Ernst & Young LLP will pay $10 million to settle a regulatory investigation into allegations that it improperly obtained confidential information in pursuit of a contract to audit a public company’s books.

The Securities and Exchange Commission also fined four accountants allegedly involved in the misconduct: an Ernst & Young partner, two retired partners and a former chief accounting officer of the unnamed client company who shared the competitive information with them, according to the agency. The four accountants were all suspended from reviewing the financial statements of public companies for periods ranging from one to three years.

Ernst & Young and the four accountants agreed to settle the SEC’s claims without admitting or denying misconduct.

The SEC’s settlement order didn’t name the audit client. But William G. Stiehl, the former chief accounting officer, worked in that role for Sealed Air Corp. until he was terminated in June 2019, according to a regulatory filing made by the company. The Wall Street Journal reported in February 2020 that the SEC and federal prosecutors were probing concerns that Mr. Stiehl rigged the competition to help Ernst & Young win Sealed Air’s multimillion-dollar audit contract.

The SEC’s investigation described frequent contacts between Mr. Stiehl and the audit partners. Late in the bidding process, when Ernst & Young was a finalist for the work along with another accounting firm, Mr. Stiehl attended an NFL game in Ernst & Young’s suite in Charlotte, N.C., according to the SEC.

“Auditor independence is not merely an obstacle to overcome, it is the bedrock foundation that supports the integrity, transparency, and reliability of financial reporting,” SEC official Charles Cain said in a statement. “EY and its partners lost sight of this fundamental principle in their pursuit of a new client.”

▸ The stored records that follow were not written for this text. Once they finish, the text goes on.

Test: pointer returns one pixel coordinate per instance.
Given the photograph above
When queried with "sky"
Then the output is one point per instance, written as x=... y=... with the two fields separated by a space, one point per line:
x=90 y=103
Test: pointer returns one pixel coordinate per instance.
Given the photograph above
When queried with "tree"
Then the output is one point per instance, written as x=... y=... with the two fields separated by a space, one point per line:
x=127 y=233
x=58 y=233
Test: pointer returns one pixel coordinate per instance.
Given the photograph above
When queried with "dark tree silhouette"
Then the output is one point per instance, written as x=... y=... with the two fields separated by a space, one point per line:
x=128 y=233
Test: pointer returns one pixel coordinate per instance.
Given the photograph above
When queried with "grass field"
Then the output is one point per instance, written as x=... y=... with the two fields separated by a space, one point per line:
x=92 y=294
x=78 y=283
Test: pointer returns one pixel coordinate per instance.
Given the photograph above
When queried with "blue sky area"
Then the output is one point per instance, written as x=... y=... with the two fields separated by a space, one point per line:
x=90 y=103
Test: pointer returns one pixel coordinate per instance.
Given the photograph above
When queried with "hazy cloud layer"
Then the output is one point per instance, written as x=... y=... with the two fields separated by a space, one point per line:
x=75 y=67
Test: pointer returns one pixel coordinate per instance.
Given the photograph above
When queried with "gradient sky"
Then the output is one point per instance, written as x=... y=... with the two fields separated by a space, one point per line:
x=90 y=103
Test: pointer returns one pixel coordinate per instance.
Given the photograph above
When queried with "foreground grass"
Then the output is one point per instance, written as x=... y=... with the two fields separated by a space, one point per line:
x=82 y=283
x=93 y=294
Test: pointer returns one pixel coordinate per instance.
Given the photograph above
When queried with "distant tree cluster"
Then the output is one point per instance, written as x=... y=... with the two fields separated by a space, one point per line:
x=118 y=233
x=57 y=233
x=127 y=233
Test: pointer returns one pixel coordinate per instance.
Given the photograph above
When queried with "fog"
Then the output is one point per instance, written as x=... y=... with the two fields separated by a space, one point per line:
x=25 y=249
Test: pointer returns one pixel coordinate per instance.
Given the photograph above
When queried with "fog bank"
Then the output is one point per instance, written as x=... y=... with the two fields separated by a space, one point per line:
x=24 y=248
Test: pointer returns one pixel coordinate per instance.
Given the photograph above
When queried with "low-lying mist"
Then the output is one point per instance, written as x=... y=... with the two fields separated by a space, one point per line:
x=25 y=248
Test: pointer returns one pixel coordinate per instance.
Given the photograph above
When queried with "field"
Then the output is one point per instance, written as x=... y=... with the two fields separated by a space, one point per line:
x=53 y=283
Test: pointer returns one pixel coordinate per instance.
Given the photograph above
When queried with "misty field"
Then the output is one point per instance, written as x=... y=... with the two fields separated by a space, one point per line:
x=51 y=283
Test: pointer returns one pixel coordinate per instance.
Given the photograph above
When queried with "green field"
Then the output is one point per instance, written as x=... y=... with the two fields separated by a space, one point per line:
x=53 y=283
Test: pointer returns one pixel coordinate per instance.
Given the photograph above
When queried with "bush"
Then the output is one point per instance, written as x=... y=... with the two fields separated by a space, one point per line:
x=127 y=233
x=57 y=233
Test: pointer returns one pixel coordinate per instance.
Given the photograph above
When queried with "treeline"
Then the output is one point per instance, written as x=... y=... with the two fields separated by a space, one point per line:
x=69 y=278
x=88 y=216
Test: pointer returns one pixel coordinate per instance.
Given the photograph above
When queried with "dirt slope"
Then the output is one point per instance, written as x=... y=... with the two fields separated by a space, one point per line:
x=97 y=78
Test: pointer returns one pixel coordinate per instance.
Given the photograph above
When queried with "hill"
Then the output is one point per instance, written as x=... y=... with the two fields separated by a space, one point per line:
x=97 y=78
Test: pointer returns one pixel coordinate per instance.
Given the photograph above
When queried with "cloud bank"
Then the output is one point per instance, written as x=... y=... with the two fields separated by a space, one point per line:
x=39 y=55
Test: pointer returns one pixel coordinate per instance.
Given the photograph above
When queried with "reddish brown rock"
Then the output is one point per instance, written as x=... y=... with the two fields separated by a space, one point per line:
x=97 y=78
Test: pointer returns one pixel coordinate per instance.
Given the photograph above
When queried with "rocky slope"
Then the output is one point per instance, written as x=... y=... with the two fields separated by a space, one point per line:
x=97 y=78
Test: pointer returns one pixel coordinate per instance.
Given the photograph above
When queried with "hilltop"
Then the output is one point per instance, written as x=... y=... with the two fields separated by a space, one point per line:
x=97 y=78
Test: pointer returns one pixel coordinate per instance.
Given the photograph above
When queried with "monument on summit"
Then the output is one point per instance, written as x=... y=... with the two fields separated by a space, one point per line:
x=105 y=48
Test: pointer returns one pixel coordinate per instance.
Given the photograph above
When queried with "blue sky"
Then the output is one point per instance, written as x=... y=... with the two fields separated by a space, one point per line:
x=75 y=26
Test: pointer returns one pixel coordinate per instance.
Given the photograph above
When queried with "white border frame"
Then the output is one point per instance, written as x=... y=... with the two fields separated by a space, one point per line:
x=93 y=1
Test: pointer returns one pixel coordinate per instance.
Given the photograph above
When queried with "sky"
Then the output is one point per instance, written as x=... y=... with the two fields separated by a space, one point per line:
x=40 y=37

Attorneys for Ernst & Young and the four accountants declined to comment. A spokesman for Sealed Air didn’t immediately respond to a request for comment.

Ernst & Young said in a statement that the allegations date from a bid that occurred in 2014. The Big Four accounting firm said it is “committed to competing fairly for new business and on the basis of our qualifications and merits.”

Mr. Stiehl, 59 years old, was previously a senior executive at Carlisle Cos., which also used Ernst & Young as its auditor, the Journal reported last year. In that earlier corporate role as well as one other, he had “worked closely” with James Herring, one of the Ernst & Young partners, and came to view him as a “trust advisor,” the SEC said in a settlement order.

When Mr. Stiehl joined Sealed Air in 2013, he began providing Mr. Herring with confidential information about Sealed Air’s efforts to engage a new audit firm, the SEC’s order said. Mr. Stiehl allowed Ernst & Young to help draft portions of his company’s request for proposal before it was released, according to the SEC.

He also gave Ernst & Young the proposals of other accounting firms competing for the work, as well as internal documents prepared for Sealed Air’s audit committee, often before the committee members received them, the SEC said.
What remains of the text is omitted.